Opinion
No. 29130.
January 16, 1940.
(Syllabus.)
TAXATION — Action to cancel tax deed and for possession of land and for damages for wrongful withholding of premises — Plaintiff required to make statutory tender regardless of validity of deed.
In an action for possession of land and to cancel tax deed thereon, and for damages for the alleged wrongful withholding of the premises, if the land was legally subject to taxation, was properly assessed and extended on the tax rolls, and the taxes remained unpaid, actual tender into court of all taxes, interest, penalties and costs, unless waived, is a condition precedent to the right to proceed with trial of the issues regardless of whether the tax deed is void or voidable (sec. 12761, O. S. 1931, 68 Okla. Stat. Ann. § 453).
Appeal from District Court, Choctaw County; Geo. R. Childers, Judge.
Action by M.L. McLain against H.C. Schuessler, and others. Judgment for defendants, and plaintiff appeals. Affirmed.
C.F. Green, of Ada, for plaintiff in error.
Ralph K. Jenner, of Hugo, for defendants in error.
This is an action in ejectment and to quiet title and for damages by the alleged owner of premises against the occupant under a tax deed and his grantors.
Plaintiff below pleaded tender of all taxes, penalties, interest, and costs as required by statute (sec. 12761, O. S. 1931, 68 Okla. Stat. Ann. § 453). Defendant then moved to require plaintiff to deposit in court the sum theretofore agreed upon as the proper amount necessary to redeem the land from tax sale. The court sustained the motion and denied plaintiff the right to proceed further with the cause until the deposit was forthcoming. Upon plaintiff's refusal to comply, the action was dismissed, and plaintiff appeals.
Plaintiff admits that the land in question was legally subject to taxation, had been duly assessed and extended upon the tax rolls for the years involved in substantial compliance with the statutes, and that the taxes had not been paid. He also agrees that under the decision in Thompson v. Yates, 184 Okla. 86, 85 P.2d 415, actual tender of the money into court is ordinarily necessary in such circumstances, even if the tax deed is void. But plaintiff asserts that it was error to require the deposit of actual cash for defendant's use and benefit in view of the allegation of damages in the nature of loss of rents and profits occasioned by the wrongful withholding of the premises by the defendant. He insists that this issue should have been tried and the respective claims or equities of the parties fully adjudicated and the amount of his damages, if any, set off against the sum required to redeem from the tax sale before compelling him to deposit any money to the use and benefit of the defendant.

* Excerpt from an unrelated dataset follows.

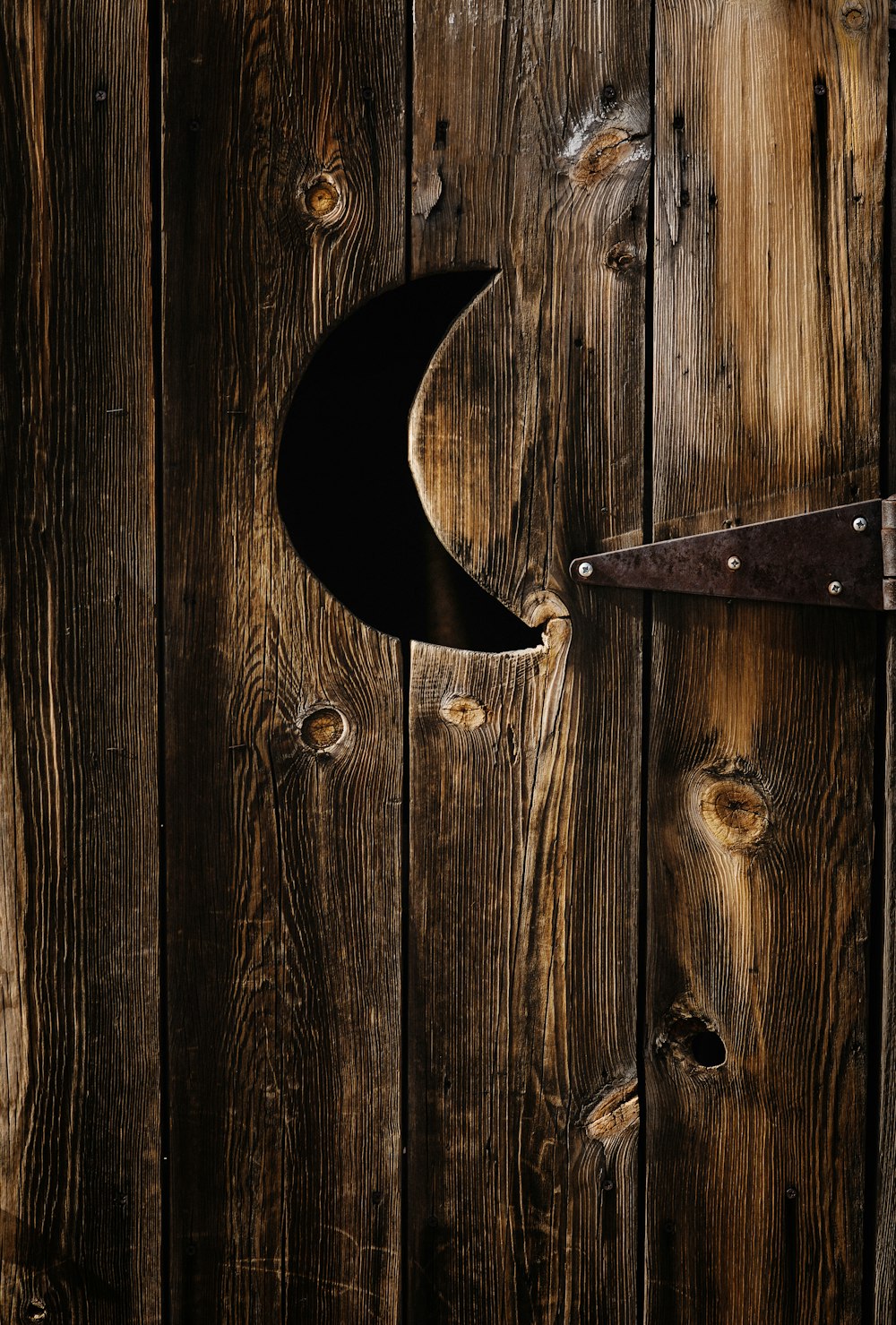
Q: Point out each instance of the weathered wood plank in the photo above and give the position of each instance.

Plaintiff says that this court in Schuman v. Board of County Com'rs, etc., 184 Okla. 339, 87 P.2d 151, has indicated that such matters may be adjudicated between the parties in an action involving a tax deed. But the case lends little assistance here. We say, however, that the trial court in cases of this character may, as in other cases for the possession of real property, adjudicate the claims of the parties arising out of the use and occupancy of land. But such issues are not to be considered until the question of the alleged invalidity of the tax deed is determined. Tender into court as aforesaid is a necessary condition precedent to further proceeding upon the latter issue (sec. 12761, supra), where the land was legally taxable, had been duly assessed and extended on the tax rolls and the taxes were unpaid. See Thompson v. Yates, supra.

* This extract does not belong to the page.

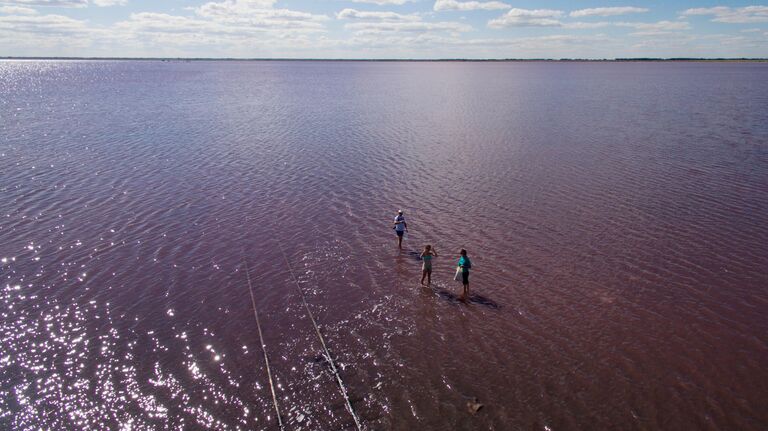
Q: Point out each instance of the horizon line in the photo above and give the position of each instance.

Such were the circumstances here. In such case, tender of the money into court must be made, unless waived, before the court may proceed with the trial. If tender is not made as directed, the court can do no more than dismiss the action. If tender is made, the sum so deposited should remain in the court until all issues are determined, and in event of a judgment in plaintiff's favor for damages, the same should be set off against such deposit in a manner suitable in the circumstances.
The judgment is affirmed.
BAYLESS, C. J., and RILEY, HURST, and DANNER, JJ., concur.